The kiwi’s gains may be capped at 73.50 US cents this week and would struggle to push above 74 cents, according to six strategists surveyed by BusinessDesk. It will likely find support at around 71 cents, the survey shows.

Looming on the radar is Wednesday’s release of Australia’s consumer price index for the second quarter, which will show inflation accelerated to 1% in the three months through June 30, from 0.9% in the first quarter, for an annual pace of 3.4%. The Reserve Bank of Australia held off on raising its cash rate this month, saying it would await further evidence of Europe’s recovery and bank stress tests, and signs of faster inflation at home.

European Union regulators released the results of the so-called bank stress tests on Friday, showing only seven out of 91 European banks are in danger of defaulting. While some commentators questioned the veracity of the tests, the report does indicate a low probability of systemic failure in the region’s banking system. Adding to a better picture for Europe and stoking investors’ appetite fro riskier or higher-yielding assets, Germany release a survey showing a pick-up in business confidence.

“If you look at this, and the underlying economic picture that’s improving, then an adverse scenario under the stress test shouldn’t happen,” said Alex Sinton said, senior dealer at ANZ National.

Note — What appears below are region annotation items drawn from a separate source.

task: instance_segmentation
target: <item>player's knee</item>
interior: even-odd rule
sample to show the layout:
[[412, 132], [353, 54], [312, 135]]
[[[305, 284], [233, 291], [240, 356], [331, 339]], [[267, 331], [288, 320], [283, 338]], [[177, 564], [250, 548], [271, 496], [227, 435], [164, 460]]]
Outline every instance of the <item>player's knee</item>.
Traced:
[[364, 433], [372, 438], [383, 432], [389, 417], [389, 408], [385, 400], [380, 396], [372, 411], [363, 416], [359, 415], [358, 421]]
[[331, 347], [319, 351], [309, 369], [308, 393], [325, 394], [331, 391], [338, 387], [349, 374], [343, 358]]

The kiwi traded at 72.62 US cents this morning and has gained from 72.40 cents in New York on Friday.

Traders are awaiting the Reserve Bank of New Zealand’s interest rate review on Thursday, which is expected to hike the official cash rate a quarter point to 3%, the second monthly increase that marks a resumption of a tightening cycle for the first time in three years.

The Australian and New Zealand dollars could continue to attract investors shunning ‘safe-haven’ currencies like the greenback and yen, said Bank of New Zealand strategist Mike Jones.

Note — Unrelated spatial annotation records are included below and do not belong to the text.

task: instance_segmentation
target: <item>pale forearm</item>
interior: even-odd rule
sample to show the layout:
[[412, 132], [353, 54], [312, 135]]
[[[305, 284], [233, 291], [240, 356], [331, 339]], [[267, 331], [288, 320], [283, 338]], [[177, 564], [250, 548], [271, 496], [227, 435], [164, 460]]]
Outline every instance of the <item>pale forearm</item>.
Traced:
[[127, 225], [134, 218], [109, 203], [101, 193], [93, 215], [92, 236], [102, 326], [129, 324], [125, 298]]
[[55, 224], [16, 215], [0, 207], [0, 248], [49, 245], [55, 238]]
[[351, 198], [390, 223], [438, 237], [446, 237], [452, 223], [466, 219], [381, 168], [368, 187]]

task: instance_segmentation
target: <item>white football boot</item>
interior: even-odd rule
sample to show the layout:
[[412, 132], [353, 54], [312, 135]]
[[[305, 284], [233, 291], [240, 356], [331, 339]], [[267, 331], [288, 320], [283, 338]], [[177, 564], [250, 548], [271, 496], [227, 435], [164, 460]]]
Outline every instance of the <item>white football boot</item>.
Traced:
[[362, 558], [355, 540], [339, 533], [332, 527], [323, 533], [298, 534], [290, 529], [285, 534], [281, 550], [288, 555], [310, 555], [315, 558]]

“European markets’ response to Friday’s stress test results will hold the key on whether last week’s positive sentiment can continue into this week,” Jones said.

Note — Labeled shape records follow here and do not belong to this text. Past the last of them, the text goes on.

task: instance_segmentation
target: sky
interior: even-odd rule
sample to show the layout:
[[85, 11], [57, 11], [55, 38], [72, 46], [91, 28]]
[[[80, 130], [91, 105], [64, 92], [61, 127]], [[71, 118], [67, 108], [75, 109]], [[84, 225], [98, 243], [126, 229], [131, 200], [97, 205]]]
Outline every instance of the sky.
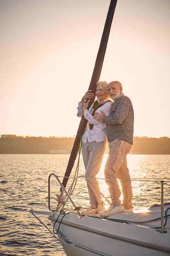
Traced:
[[[110, 3], [0, 0], [0, 136], [76, 135]], [[99, 80], [122, 83], [135, 136], [170, 137], [170, 13], [117, 0]]]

“We’re a little cautious on this front. Data-wise the highlight of the week will no doubt be US Q2 GDP on Friday. More disappointment on the strength of the US economy would see the USD’s fall from grace continue.”

Rankin Treasury Advisory consultant, Garry Wycherley said as European banks survived their stress tests, the greenback will come into sharp focus worldwide as America shows yet again and unlike other countries, it is not facing up to its debt issues.

“Europe, Britain’s faced up and made hard decisions,” Wycherley said.

“The markets will continue to sell $US and buy euros, and the New Zealand and Australian dollar to balance their portfolio.”

Westpac senior markets strategist Imre Speizer said the market has already factored in the Reserve Bank’s expected quarter percent cash rate rise to 3%.

In the Reserve Bank’s Thursday announcement “we expect to be a continuation of the reduction in stimulus,” said Tim Kelleher of the Commonwealth Bank of Australia.

Other influential data will be the announcement early in the week of US housing data with weakness likely to encourage Federal Reserve to keep its highly stimulatory monetary policy.